Berner Bürgerliche fordern Selbstbehalt für Sozialdienste

Eine Motion aus bürgerlichen Reihen will die Berner Sozialdienste in die Pflicht nehmen. Wenn diese ihre Klienten nicht genug schnell wieder eingliedern, sollen sie zahlen müssen.

Die Möglichkeit eines Selbstbehalts wurde bereits vor Jahren diskutiert und zugunsten des Bonus-Malus-Systems abgelehnt (Symbolbild).

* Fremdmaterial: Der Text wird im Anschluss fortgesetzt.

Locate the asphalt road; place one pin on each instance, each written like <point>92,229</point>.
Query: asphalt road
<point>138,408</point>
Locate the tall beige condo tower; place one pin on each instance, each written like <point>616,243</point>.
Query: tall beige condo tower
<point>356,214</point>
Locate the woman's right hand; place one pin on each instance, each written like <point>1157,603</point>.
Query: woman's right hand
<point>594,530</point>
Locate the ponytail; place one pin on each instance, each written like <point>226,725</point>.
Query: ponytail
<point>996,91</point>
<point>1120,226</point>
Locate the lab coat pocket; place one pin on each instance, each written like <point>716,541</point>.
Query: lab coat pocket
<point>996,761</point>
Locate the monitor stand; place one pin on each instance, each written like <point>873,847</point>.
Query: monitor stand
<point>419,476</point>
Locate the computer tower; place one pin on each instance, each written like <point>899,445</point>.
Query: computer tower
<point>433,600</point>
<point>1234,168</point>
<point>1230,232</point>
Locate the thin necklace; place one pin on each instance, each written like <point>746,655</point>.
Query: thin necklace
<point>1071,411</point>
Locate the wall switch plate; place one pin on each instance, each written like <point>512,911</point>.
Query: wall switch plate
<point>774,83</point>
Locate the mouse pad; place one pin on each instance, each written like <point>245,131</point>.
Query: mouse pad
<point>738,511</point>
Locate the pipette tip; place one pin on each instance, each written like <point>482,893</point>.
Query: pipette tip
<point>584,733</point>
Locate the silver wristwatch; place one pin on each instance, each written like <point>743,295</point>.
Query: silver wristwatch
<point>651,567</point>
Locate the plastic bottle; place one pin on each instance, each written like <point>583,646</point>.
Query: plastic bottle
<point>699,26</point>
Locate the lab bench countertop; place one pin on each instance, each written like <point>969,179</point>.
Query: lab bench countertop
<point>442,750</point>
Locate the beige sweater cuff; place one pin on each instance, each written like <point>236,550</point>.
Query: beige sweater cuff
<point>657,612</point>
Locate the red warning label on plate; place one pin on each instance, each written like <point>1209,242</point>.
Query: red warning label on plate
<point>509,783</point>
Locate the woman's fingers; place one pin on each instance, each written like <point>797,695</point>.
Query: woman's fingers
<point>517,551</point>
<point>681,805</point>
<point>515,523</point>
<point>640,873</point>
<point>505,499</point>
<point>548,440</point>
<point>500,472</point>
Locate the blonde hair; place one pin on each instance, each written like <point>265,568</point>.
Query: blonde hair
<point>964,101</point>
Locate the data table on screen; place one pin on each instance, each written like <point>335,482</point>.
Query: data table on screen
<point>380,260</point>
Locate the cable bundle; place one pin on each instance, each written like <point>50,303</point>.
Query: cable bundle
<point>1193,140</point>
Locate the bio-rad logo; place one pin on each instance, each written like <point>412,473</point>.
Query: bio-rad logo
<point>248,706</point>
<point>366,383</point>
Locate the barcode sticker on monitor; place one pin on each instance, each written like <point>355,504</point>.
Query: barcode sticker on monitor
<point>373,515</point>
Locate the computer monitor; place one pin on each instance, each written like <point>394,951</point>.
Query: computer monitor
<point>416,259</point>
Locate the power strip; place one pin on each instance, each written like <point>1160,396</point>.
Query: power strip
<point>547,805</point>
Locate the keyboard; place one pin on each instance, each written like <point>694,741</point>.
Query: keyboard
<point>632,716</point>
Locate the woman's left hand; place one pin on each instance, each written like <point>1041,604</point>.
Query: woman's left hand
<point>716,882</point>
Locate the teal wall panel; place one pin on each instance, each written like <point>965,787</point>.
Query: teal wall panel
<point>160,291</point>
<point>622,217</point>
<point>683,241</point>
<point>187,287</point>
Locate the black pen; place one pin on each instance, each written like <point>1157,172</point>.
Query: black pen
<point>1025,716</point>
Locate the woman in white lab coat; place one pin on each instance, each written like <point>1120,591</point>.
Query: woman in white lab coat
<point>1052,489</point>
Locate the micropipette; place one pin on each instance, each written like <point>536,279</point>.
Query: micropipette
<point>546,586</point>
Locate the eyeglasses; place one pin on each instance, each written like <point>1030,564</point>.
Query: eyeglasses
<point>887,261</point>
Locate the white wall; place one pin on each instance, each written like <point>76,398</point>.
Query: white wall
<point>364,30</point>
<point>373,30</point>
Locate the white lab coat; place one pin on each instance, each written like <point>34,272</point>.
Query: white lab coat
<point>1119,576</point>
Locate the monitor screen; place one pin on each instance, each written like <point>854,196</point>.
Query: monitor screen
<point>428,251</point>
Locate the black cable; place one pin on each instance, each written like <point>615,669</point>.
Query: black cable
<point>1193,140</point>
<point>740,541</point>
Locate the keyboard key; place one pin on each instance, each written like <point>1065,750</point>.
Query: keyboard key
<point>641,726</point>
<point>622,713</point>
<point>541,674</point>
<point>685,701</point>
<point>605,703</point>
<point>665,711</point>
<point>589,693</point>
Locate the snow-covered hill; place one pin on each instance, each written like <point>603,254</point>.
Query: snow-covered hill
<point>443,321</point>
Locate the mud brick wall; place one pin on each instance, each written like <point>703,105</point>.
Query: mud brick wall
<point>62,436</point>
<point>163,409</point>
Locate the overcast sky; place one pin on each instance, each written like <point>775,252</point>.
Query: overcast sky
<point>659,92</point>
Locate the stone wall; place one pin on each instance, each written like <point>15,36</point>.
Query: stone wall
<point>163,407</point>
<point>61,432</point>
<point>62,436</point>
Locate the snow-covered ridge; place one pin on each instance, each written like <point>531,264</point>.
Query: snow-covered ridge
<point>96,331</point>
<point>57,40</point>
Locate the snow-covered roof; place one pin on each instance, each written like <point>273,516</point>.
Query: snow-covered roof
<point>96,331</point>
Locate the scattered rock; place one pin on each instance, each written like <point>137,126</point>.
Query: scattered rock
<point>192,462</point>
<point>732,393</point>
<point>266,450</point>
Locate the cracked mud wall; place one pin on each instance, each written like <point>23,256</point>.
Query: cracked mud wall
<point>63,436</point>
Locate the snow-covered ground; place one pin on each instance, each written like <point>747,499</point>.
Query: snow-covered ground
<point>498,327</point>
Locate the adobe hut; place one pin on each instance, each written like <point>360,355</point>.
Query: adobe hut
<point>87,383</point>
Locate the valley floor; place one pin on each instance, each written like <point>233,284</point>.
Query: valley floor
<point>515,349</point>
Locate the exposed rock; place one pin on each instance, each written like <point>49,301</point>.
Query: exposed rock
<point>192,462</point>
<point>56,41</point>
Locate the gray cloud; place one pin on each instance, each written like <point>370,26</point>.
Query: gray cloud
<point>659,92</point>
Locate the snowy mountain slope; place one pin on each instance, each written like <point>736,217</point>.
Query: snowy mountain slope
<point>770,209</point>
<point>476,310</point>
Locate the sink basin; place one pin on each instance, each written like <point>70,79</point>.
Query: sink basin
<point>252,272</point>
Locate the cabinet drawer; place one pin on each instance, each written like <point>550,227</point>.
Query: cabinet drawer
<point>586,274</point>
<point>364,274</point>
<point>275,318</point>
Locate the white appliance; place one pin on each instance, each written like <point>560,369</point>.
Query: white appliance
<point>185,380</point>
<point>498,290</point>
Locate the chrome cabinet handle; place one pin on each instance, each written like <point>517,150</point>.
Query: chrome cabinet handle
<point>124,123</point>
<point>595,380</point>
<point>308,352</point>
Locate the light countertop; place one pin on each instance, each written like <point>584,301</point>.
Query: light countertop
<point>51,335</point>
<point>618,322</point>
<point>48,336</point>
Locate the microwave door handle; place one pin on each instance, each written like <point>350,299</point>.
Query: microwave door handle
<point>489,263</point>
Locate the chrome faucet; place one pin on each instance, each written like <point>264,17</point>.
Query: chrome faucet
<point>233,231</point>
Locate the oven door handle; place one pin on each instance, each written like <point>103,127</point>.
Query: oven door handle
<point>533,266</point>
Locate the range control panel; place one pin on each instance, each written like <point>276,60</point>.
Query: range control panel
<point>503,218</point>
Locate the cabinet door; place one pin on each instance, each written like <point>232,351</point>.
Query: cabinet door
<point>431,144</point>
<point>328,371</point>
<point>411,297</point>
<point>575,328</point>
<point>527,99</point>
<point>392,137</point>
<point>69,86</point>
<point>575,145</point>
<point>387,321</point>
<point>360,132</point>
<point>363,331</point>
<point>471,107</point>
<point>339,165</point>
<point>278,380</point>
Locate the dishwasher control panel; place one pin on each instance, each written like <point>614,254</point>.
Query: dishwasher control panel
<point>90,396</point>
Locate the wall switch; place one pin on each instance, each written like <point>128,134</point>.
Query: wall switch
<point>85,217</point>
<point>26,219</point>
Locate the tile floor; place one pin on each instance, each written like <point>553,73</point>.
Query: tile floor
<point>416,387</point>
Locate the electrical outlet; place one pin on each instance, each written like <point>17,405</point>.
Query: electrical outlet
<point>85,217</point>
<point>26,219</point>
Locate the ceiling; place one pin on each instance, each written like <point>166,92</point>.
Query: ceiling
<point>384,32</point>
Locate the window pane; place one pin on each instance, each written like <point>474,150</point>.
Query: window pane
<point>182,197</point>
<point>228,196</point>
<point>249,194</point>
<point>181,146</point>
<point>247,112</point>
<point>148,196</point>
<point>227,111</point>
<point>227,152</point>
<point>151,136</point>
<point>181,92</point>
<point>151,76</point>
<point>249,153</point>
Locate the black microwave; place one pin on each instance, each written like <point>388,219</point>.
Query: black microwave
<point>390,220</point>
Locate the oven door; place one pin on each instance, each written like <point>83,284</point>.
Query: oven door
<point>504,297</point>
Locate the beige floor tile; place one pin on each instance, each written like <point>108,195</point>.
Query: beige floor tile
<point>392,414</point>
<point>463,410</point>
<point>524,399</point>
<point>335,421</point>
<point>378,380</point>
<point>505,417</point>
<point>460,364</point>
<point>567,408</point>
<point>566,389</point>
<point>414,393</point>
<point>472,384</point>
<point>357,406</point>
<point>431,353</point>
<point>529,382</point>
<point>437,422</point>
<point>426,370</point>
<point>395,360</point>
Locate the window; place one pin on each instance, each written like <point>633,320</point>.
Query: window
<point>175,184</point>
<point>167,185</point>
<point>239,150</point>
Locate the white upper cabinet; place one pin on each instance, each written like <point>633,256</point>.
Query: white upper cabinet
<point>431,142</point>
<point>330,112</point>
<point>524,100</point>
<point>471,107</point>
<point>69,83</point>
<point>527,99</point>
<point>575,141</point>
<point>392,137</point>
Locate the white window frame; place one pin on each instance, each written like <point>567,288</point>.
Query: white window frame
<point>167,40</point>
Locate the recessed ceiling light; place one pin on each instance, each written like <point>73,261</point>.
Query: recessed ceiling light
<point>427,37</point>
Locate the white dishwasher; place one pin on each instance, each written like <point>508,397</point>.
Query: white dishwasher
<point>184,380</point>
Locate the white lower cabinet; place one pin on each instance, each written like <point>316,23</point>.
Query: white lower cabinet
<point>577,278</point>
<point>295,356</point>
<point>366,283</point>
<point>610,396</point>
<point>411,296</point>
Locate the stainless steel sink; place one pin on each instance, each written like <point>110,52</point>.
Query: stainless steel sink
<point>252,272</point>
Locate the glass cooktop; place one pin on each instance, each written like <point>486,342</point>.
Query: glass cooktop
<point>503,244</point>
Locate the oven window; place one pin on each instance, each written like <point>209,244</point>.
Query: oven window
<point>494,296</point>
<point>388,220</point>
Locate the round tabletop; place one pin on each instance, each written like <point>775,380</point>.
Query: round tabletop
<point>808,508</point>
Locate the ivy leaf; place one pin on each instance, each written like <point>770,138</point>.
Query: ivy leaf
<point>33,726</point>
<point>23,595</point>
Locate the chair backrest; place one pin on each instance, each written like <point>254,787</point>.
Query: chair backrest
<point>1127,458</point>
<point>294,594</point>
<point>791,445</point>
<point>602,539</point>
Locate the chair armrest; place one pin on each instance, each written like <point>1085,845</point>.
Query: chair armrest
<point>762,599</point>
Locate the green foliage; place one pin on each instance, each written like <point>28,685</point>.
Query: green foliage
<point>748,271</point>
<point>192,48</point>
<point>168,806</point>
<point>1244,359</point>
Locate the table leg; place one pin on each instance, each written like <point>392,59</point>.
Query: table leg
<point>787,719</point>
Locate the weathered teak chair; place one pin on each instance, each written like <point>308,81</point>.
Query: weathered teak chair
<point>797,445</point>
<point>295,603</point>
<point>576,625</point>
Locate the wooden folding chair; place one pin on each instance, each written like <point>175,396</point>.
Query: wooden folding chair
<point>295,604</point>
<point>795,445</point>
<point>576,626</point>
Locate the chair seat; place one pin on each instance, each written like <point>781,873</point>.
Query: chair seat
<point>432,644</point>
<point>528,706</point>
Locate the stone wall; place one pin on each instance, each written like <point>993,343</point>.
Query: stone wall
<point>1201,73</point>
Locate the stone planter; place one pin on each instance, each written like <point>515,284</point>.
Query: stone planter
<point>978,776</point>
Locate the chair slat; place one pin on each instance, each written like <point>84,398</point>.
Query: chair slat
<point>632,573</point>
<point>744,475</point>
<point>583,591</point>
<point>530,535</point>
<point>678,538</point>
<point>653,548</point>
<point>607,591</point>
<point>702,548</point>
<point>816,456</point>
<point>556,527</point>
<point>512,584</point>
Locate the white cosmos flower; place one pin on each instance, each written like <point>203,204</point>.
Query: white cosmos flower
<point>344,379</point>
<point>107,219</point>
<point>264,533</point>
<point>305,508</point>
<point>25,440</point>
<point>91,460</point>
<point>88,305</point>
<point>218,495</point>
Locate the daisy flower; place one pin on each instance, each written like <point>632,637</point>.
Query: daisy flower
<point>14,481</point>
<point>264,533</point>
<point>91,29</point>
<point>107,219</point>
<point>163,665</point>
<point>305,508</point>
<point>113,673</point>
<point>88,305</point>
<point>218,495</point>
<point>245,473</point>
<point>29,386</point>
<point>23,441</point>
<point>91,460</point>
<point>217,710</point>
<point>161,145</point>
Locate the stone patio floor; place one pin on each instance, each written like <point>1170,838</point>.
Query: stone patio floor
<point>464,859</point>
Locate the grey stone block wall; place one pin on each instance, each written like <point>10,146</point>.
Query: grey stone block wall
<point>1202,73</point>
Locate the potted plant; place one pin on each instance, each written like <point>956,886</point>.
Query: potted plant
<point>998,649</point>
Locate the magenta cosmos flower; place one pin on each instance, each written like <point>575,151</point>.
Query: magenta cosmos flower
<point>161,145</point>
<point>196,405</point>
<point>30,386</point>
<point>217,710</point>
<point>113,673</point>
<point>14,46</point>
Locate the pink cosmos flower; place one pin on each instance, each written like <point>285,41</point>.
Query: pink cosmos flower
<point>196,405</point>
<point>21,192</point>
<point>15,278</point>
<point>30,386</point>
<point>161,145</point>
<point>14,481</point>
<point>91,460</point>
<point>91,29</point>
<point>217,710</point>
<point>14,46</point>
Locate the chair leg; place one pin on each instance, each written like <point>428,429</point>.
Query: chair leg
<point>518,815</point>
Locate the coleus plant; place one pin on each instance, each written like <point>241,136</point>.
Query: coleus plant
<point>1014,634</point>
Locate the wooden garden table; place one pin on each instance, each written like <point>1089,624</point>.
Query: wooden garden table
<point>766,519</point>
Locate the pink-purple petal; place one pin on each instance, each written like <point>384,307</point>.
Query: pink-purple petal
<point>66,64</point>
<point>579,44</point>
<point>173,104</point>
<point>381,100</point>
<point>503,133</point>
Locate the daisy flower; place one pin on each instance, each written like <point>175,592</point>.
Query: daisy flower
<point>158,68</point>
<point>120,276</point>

Die Möglichkeit eines Selbstbehalts wurde bereits vor Jahren diskutiert und zugunsten des Bonus-Malus-Systems abgelehnt (Symbolbild).

(Bild: Keystone Christian Beutler)

Chantal Desbiolles

Nach dem doppelten Nein zu den Kürzungen in der Sozialhilfe an der Urne liegt nun ein bürgerlicher Vorschlag für eine neue Reform vor. Grossratsmitglieder aus SVP, FDP, BDP und GLP haben dabei die Sozialdienste im Fokus.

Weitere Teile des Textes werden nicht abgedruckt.